Sociologist Japonica Brown-Saracino’s 2010 study, The Gentrification Debates, emphasised the global and local basis of “tourism gentrification” in the context of modern urbanisation – a gentrification that – as argued by Michelle Metro-Roland of Western Michigan University in Tourists, Signs and the City (2011) could lead to making city environments more “sterile”.
Berlin is now considered by many to be the post-tourism capital of the world.
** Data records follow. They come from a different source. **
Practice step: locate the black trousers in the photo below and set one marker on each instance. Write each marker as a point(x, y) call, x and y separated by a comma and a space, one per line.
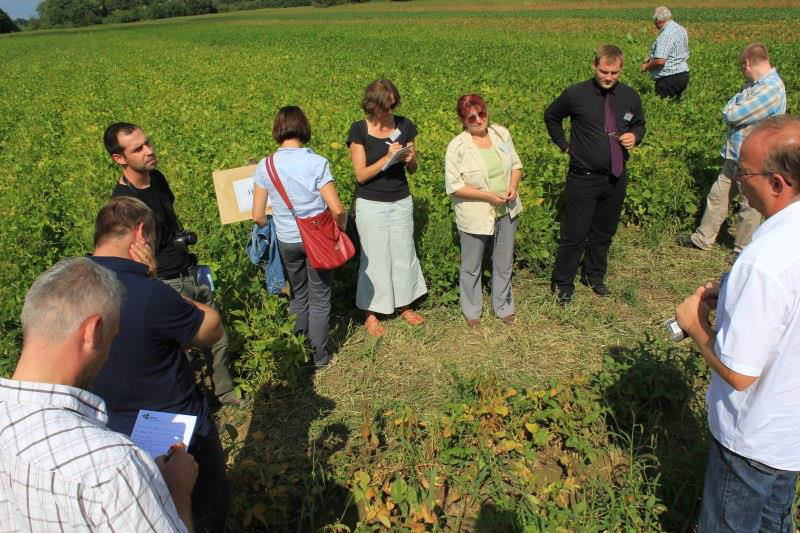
point(211, 497)
point(592, 207)
point(672, 86)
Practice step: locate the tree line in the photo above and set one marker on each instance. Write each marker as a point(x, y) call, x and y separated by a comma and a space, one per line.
point(76, 13)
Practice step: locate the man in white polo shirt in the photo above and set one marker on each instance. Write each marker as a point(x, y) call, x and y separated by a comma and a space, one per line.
point(754, 396)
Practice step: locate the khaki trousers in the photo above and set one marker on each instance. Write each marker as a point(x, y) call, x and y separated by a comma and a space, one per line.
point(719, 197)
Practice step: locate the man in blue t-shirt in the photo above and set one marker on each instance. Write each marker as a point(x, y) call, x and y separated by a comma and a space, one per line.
point(146, 366)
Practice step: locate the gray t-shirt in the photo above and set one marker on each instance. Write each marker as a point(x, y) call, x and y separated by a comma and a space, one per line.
point(302, 173)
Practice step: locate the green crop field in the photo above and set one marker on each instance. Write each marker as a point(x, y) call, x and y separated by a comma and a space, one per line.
point(582, 419)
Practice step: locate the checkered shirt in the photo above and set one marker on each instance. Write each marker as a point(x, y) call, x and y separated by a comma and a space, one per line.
point(765, 97)
point(61, 469)
point(671, 44)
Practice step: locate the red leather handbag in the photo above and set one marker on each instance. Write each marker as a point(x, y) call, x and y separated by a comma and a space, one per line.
point(326, 246)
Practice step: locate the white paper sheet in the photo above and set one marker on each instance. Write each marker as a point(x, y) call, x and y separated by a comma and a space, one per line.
point(398, 156)
point(156, 431)
point(243, 189)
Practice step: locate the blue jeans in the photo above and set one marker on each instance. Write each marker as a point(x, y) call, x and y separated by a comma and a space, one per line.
point(742, 495)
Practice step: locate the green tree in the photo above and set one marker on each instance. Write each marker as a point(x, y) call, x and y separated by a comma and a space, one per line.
point(6, 24)
point(66, 13)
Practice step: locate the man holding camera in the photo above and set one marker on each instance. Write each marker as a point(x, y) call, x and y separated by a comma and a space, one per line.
point(132, 149)
point(754, 395)
point(146, 367)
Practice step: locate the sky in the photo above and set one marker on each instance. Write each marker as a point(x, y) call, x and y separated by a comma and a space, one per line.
point(19, 8)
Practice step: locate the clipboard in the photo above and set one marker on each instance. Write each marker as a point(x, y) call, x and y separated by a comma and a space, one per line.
point(234, 190)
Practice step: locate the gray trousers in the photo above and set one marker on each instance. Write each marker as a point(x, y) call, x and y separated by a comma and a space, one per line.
point(310, 298)
point(220, 371)
point(719, 197)
point(472, 247)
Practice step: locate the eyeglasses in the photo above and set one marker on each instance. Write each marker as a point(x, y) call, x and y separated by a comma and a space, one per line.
point(741, 176)
point(480, 115)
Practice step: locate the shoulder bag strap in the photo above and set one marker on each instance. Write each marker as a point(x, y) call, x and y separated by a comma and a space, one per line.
point(276, 181)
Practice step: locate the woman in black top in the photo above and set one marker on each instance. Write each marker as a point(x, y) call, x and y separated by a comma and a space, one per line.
point(389, 276)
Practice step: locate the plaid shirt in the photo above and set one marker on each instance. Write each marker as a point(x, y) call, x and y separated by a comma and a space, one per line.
point(758, 100)
point(61, 469)
point(671, 44)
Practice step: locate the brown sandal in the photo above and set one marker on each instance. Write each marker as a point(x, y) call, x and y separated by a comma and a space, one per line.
point(374, 326)
point(412, 317)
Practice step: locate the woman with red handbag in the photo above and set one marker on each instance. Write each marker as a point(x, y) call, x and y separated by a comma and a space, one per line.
point(296, 174)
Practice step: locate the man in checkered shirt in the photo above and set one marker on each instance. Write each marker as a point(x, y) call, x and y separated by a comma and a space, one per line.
point(668, 62)
point(764, 95)
point(61, 468)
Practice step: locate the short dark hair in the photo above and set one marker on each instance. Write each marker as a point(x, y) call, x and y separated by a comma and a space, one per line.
point(111, 136)
point(467, 102)
point(755, 52)
point(380, 95)
point(609, 52)
point(121, 215)
point(291, 123)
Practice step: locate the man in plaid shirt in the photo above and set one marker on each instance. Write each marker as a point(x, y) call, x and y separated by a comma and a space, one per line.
point(764, 95)
point(61, 468)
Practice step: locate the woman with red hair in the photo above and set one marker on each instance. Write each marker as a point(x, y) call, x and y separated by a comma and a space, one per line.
point(482, 172)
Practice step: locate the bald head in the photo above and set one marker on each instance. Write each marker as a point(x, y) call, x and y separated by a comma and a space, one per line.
point(756, 53)
point(781, 139)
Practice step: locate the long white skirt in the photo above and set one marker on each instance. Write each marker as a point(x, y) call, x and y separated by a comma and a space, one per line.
point(389, 275)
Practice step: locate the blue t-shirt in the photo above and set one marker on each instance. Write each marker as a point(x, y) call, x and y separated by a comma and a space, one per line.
point(146, 368)
point(302, 173)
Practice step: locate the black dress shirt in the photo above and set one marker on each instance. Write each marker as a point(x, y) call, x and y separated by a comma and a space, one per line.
point(584, 103)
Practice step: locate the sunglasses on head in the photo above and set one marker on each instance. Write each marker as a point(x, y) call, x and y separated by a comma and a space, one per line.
point(480, 115)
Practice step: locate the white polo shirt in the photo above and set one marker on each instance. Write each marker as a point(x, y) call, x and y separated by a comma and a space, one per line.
point(758, 334)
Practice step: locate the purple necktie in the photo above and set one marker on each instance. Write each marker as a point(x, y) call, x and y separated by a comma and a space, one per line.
point(613, 138)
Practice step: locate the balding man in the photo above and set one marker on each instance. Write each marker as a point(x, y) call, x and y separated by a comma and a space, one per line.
point(61, 468)
point(146, 366)
point(754, 395)
point(763, 96)
point(668, 62)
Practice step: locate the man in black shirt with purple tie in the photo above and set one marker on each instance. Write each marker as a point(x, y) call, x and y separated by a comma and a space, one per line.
point(606, 120)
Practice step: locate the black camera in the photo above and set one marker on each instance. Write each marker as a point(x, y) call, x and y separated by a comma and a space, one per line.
point(183, 239)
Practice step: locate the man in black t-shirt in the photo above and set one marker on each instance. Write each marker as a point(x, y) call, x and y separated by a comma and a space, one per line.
point(146, 368)
point(606, 120)
point(132, 150)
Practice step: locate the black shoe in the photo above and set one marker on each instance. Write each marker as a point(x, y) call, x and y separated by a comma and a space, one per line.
point(598, 287)
point(685, 240)
point(230, 399)
point(563, 297)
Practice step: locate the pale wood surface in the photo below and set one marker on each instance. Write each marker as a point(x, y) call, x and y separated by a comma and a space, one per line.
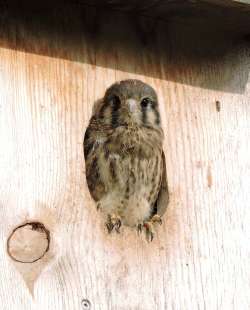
point(49, 81)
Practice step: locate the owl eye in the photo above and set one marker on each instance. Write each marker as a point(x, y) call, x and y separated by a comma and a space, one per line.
point(115, 102)
point(146, 102)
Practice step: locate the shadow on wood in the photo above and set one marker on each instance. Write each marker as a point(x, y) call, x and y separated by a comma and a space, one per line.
point(166, 50)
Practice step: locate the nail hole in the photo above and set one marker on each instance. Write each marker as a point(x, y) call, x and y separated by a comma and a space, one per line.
point(86, 304)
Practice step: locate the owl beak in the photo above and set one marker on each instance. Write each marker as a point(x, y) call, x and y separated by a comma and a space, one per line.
point(131, 105)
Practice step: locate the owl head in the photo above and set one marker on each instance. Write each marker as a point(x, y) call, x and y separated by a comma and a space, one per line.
point(130, 103)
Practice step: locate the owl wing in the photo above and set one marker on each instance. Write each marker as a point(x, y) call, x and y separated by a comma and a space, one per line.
point(163, 196)
point(91, 151)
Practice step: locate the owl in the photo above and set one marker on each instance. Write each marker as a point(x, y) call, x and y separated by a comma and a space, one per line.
point(124, 157)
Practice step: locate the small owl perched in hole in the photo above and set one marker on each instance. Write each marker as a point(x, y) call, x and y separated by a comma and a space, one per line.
point(124, 156)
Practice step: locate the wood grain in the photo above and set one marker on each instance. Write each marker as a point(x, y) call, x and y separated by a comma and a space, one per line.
point(50, 78)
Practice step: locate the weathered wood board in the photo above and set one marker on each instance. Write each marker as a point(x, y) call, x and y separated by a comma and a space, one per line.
point(50, 75)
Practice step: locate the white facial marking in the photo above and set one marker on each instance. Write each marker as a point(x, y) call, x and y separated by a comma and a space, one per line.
point(131, 105)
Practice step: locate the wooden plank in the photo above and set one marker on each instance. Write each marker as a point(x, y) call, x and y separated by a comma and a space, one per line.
point(50, 76)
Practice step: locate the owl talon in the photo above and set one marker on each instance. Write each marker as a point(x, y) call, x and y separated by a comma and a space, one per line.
point(113, 222)
point(110, 227)
point(139, 228)
point(149, 231)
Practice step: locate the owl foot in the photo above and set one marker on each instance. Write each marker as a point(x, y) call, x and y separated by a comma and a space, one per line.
point(156, 219)
point(113, 222)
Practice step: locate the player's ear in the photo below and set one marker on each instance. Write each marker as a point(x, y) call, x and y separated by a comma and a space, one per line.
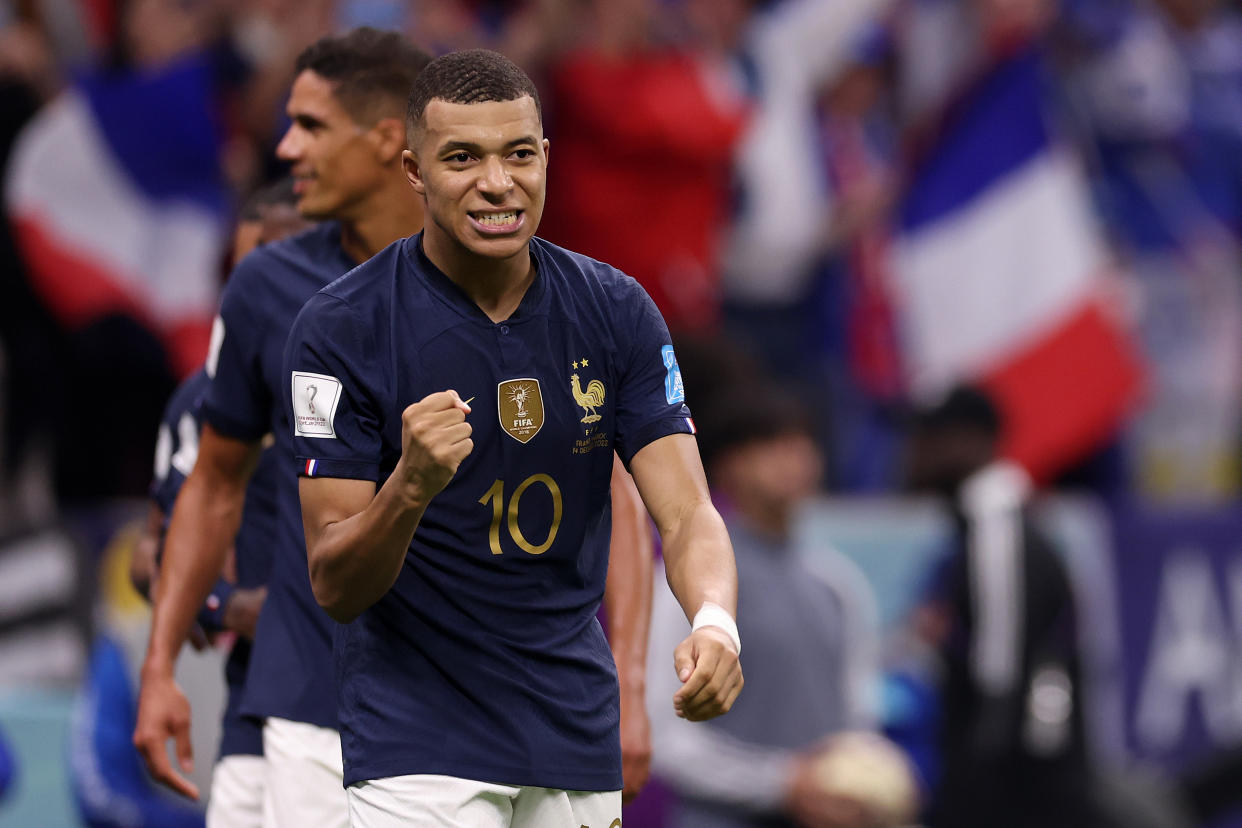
point(389, 138)
point(412, 171)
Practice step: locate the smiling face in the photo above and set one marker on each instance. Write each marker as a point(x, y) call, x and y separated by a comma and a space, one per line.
point(335, 162)
point(482, 171)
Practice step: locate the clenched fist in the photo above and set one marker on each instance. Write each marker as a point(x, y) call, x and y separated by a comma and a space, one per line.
point(435, 440)
point(707, 664)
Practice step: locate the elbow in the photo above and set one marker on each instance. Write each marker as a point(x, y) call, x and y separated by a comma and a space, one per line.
point(330, 597)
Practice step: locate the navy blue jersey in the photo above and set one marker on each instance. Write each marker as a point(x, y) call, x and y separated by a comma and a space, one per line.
point(485, 661)
point(175, 453)
point(291, 669)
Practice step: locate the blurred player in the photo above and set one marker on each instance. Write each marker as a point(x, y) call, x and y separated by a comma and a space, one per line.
point(237, 781)
point(456, 402)
point(344, 144)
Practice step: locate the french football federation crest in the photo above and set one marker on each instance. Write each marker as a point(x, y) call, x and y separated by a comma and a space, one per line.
point(519, 404)
point(588, 400)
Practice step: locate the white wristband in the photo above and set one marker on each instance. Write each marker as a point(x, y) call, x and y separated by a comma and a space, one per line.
point(713, 615)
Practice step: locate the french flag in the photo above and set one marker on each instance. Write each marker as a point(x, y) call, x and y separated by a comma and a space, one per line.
point(1001, 278)
point(119, 206)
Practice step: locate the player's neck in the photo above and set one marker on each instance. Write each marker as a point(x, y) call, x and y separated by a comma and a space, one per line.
point(494, 284)
point(380, 224)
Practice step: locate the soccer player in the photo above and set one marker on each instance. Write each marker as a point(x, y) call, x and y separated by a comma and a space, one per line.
point(345, 140)
point(344, 144)
point(237, 780)
point(456, 402)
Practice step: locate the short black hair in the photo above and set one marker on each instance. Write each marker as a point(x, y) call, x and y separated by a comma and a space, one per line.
point(281, 193)
point(755, 411)
point(965, 406)
point(468, 76)
point(371, 70)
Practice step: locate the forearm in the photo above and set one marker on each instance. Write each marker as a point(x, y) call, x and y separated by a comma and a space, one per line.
point(698, 559)
point(357, 559)
point(205, 520)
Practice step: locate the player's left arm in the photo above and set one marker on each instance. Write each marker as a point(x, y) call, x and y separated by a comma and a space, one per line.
point(627, 602)
point(701, 570)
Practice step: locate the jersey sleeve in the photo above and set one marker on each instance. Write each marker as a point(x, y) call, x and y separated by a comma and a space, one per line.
point(330, 365)
point(651, 400)
point(239, 402)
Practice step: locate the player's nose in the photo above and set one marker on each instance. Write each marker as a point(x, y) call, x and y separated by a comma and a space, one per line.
point(494, 178)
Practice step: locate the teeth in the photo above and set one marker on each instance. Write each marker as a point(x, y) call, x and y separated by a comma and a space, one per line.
point(498, 219)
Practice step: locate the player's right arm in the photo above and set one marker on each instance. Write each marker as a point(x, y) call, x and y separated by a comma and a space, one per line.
point(357, 538)
point(205, 520)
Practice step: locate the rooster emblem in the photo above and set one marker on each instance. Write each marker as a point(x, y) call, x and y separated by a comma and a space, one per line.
point(590, 399)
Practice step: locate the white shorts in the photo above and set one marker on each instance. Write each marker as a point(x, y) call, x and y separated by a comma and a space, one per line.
point(427, 801)
point(236, 797)
point(304, 776)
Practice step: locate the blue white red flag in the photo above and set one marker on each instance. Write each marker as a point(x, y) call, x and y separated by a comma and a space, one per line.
point(1001, 277)
point(119, 206)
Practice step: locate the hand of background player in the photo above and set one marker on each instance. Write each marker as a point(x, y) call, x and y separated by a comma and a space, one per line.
point(711, 674)
point(435, 440)
point(163, 714)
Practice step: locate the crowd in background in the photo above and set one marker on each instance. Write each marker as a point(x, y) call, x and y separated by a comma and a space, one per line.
point(770, 170)
point(749, 162)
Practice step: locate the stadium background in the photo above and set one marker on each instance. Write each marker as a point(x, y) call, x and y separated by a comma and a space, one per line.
point(870, 200)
Referring to that city, Thomas Rogers argued in his 2015 New York Magazine article, that post-tourism and gentrification together can render “formerly sleepy neighbourhoods” instantly “more upscale and exciting”. But when established residents and businesses are forced out due to tourist expectations, other issues emerge:
(This) taps into a host of other resentments – about American entitlement, about being required to speak English, about a calm neighbourhood being hijacked for the sake of someone else’s cliché idea of Berlin hedonism.
The resultant “blurring between the local and non-local” will continue not only to shape Berlin, but “the future of tourism itself”. Visitors immerse themselves in the culture before taking off for another city, but the residents remain.
Still just tourists after all
Post tourism abides by narratives of self-righteous struggle, “tourist-shaming” those who continue to visit predictable tourist spots such as the Berlin Wall or the Eiffel Tower. Hence, post tourism is partly defined by an underlying sense of posturing where travelling is concerned.
In essence, post-tourists remain tourists in spite of their perceived differences from ordinary tourists. As Lisle noted:
It is not the case that only intrepid travellers can access the “real” while passive tourists are content with the “fake” – in the global theme park, there is no difference between the real and the fake, between the authentic and the staged, and indeed, between the tourist and the traveller.
After all, the post-tourist shares all the same attributes and insecurities as the ordinary tourist.
Their desire for “reality” is all the more troubling considering the limits to which any expat can realistically immerse themselves completely in “real” culture. Any traveller or tourist in another country inevitably remains an outsider.